在已排序的 pandas 数据框中按时间戳搜索元素 [英] Search for elements by timestamp in a sorted pandas dataframe

查看:69
本文介绍了在已排序的 pandas 数据框中按时间戳搜索元素的处理方法,对大家解决问题具有一定的参考价值,需要的朋友们下面随着小编来一起学习吧!

问题描述

我有一个非常大的熊猫数据框/系列,包含数百万个元素. 而且我需要找到所有时间戳都小于<的元素.比t0. 所以通常我会做的是:

I have a very large pandas dataframe/series with millions of elements. And I need to find all the elements for which timestamp is < than t0. So normally what I would do is:

selected_df = df[df.index < t0]

这需要一段时间.据我了解,大熊猫搜索时会遍历数据框的每个元素.但是我知道我的数据帧已排序,因此只要时间戳> t0,我就可以中断循环.我假设熊猫不知道数据帧是经过排序的,而是在所有时间戳中进行搜索.

This takes ages. As I understand when pandas searches it goes through every element of the dataframe. However I know that my dataframe is sorted hence I can break the loop as soon as the timestamp is > t0. I assume pandas doesn't know that dataframe is sorted and searches through all timestamps.

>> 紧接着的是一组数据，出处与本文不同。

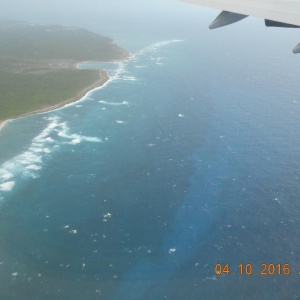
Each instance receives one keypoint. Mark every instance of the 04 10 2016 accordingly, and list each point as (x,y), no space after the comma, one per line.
(248,269)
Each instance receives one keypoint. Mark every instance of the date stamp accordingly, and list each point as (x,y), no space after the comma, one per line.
(263,269)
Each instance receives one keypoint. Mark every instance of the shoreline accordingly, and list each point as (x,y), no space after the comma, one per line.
(103,78)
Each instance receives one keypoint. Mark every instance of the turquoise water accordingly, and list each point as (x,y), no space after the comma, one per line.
(180,162)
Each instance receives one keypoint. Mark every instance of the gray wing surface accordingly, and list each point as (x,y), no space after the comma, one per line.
(277,13)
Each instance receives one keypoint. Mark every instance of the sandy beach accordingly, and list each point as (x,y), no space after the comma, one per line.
(103,78)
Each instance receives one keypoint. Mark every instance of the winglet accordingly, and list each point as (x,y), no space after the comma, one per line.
(226,18)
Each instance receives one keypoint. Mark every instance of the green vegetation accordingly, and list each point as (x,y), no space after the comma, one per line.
(37,65)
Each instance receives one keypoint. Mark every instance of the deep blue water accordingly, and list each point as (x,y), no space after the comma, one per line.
(188,157)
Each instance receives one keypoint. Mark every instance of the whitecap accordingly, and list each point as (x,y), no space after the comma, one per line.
(113,103)
(33,167)
(5,175)
(7,186)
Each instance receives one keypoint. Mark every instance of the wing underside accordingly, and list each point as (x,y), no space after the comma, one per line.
(277,13)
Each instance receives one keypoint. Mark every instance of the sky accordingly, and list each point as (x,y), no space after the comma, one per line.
(144,17)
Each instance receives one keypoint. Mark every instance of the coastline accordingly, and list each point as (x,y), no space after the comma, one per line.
(103,78)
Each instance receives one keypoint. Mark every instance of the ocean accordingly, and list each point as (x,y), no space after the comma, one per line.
(177,179)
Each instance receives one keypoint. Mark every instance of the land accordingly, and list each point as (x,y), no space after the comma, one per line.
(38,66)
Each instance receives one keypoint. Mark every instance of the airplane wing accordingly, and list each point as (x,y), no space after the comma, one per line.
(277,13)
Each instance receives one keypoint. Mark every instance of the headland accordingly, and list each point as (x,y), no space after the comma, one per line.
(38,66)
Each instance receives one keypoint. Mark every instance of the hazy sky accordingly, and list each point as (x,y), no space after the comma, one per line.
(38,9)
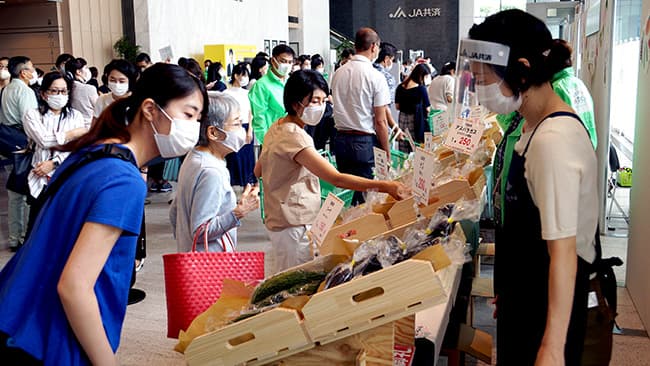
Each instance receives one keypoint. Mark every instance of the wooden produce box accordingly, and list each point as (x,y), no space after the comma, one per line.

我尝试改用pandas.Series-仍然很慢. 我试图编写自己的循环,例如:

I have tried to use pandas.Series instead - still very slow. I have tried to write my own loop like:

boudery = 0
ticks_time_list = df.index
tsearch = ticks_time_list[0]
while tsearch < t0:
      tsearch = ticks_time_list[boudery]
      boudery += 1      
selected_df = df[:boudery]

这比熊猫搜索花费的时间更长. 我能看到的唯一解决方案是使用Cython. 有什么想法可以在不涉及C的情况下进行排序吗?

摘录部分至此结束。